Secondo dossier: il caso Open Fiber, società partecipata al 50 per cento da Cdp, tramite sempre Cdp Equity, e Enel. Dopo che l’onnipresente fondo australiano Macquarie ha presentato l’offerta al socio Enel per acquisire tra il 40 e il 50 per cento della società, Cdp aveva il margine per decidere se prendere il controllo della società e, nonostante la valutazione molto generosa di Macquarie su Open Fiber fosse un ostacolo, alla fine l’intesa è stata trovata. Le due società hanno infatti sottoscritto un accordo vincolante, che precede la due diligence, sulla governance.
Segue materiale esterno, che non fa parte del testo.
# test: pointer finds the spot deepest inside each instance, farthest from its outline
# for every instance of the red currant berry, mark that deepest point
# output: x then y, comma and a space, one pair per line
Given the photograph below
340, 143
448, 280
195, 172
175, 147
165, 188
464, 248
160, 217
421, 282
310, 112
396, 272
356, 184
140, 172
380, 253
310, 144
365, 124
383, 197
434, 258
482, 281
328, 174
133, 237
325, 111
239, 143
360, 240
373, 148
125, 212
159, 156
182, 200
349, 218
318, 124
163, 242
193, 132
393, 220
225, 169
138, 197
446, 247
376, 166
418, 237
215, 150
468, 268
Il cda di OpenFiber ha espresso poche ore dopo il gradimento all’ingresso di Macquarie, un passaggio necessario ma di fatto una pura formalità.
Cdp, si legge nel comunicato, «si è impegnata ad apportare nuove risorse prima del closing, finalizzate a sostenere l’accelerazione del piano di sviluppo della rete infrastrutturale», che significa probabilmente un aumento di capitale.
L’aumento della quota di Cassa depositi e prestiti in Open Fiber era un tassello del progetto della rete unica voluto dal governo Conte due che puntava a creare una società unica della rete, AccessCo, che sarebbe dovuta nascere, sotto la regia di Cdp, dalla fusione tra FiberCop partecipata da Tim e OpenFiber e con Tim al 51 per cento.
Oggi dopo la notizia dell’accordo tra Macquarie e Cdp Equity su Open Fiber la borsa ha reagito premiando Tim, considerandolo un passo avanti verso quel progetto. Che tuttavia il governo non ha di Mario Draghi non ha ancora detto di voler sposare o abbandonare.
Scrive Equita: «Pensiamo che la notizia sia positiva per Tim perché, una volta sbloccato l'impasse su Oper Fiber, ci aspettiamo che Cdp ritorni sul dossier rete unica, sulla linea della lettera d'intenti siglata con Tim ad agosto, scrivono gli analisti di Equita.
Ma il Piano nazionale di ripresa e resilienza non aiuta a chiarire le cose: punta a garantire la concorrenza con un sistema di gare per l’infrastruttura digitale aperto a tutte le tecnologie, fisse e mobili, ma elude la risposta sulla rete unica, attorno alla quale si è creato un nuovo groviglio: la presentazione della lista per il rinnovo del cda di Tim include anche il presidente di Cdp. L’unica certezza è che il closing dell’operazione tra Enel e Macquarie è fissato a giugno. E prima di allora ci sono da rinnovare i vertici di Cassa depositi e prestiti: secondo il calendario diffuso ieri l’assemblea ordinaria che dovrà esprimersi sulle nomine è convocata il 20 e il 27 maggio.